One judge thinks this way. John Dvorak (ht Instapundit) describes the case.
The case of Crystal Cox, a self-professed “investigative blogger” from Oregon, should outrage the public. The woman was investigating targeted companies that she believed to be acting unethically and found herself at the wrong end of a lawsuit. … The judge, recent Obama appointee Marco Hernandez, asserted that as a blogger with no other credentials, she was not a journalist and was entitled to no protection.
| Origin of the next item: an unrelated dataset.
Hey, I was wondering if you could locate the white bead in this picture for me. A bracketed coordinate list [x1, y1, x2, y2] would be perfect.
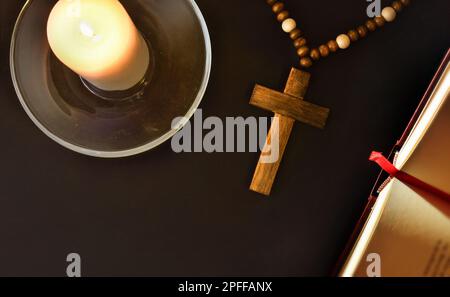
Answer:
[282, 18, 296, 33]
[382, 7, 397, 22]
[336, 34, 351, 49]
Apparently, there are now new qualifications for journalists. So who decides these qualifications? Hernandez? Where did he get this from? I’ve never seen a laundry list in the U.S. that precludes bloggers. There is nothing in the Bill of Rights, to wit: Congress shall make no law respecting an establishment of religion, or prohibiting the free exercise thereof; or abridging the freedom of speech, or of the press; or the right of the people peaceably to assemble, and to petition the Government for a redress of grievances.
In this instance, the concept of the “press” means any dissemination of information through a communications medium. In the past, this would be a flyer, pamphlet, or newspaper. Now, it includes TV, radio, magazines, PDF files, and blogs. Just because the media have modernized, it does not suddenly mean that the rules have changed.
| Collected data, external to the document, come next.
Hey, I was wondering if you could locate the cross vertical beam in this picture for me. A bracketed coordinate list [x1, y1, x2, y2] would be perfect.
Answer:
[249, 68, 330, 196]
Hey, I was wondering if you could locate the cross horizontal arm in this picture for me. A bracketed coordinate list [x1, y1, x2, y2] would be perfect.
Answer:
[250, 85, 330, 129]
What does one need to prove one is a journalist? A state license, perhaps? That leads to thinking about the purpose of such licenses, which often tend more towards restricting competition in the field than towards public safety or similar concerns. If it came to being necessary to have a license to be a journalist in order to express one’s opinion or uncover fraud and corruption, then the risks of citizen reporting would be greatly increased. That is why Dvorak is so incensed – and thinks you should be as well – about this particular exercise in judicial excess.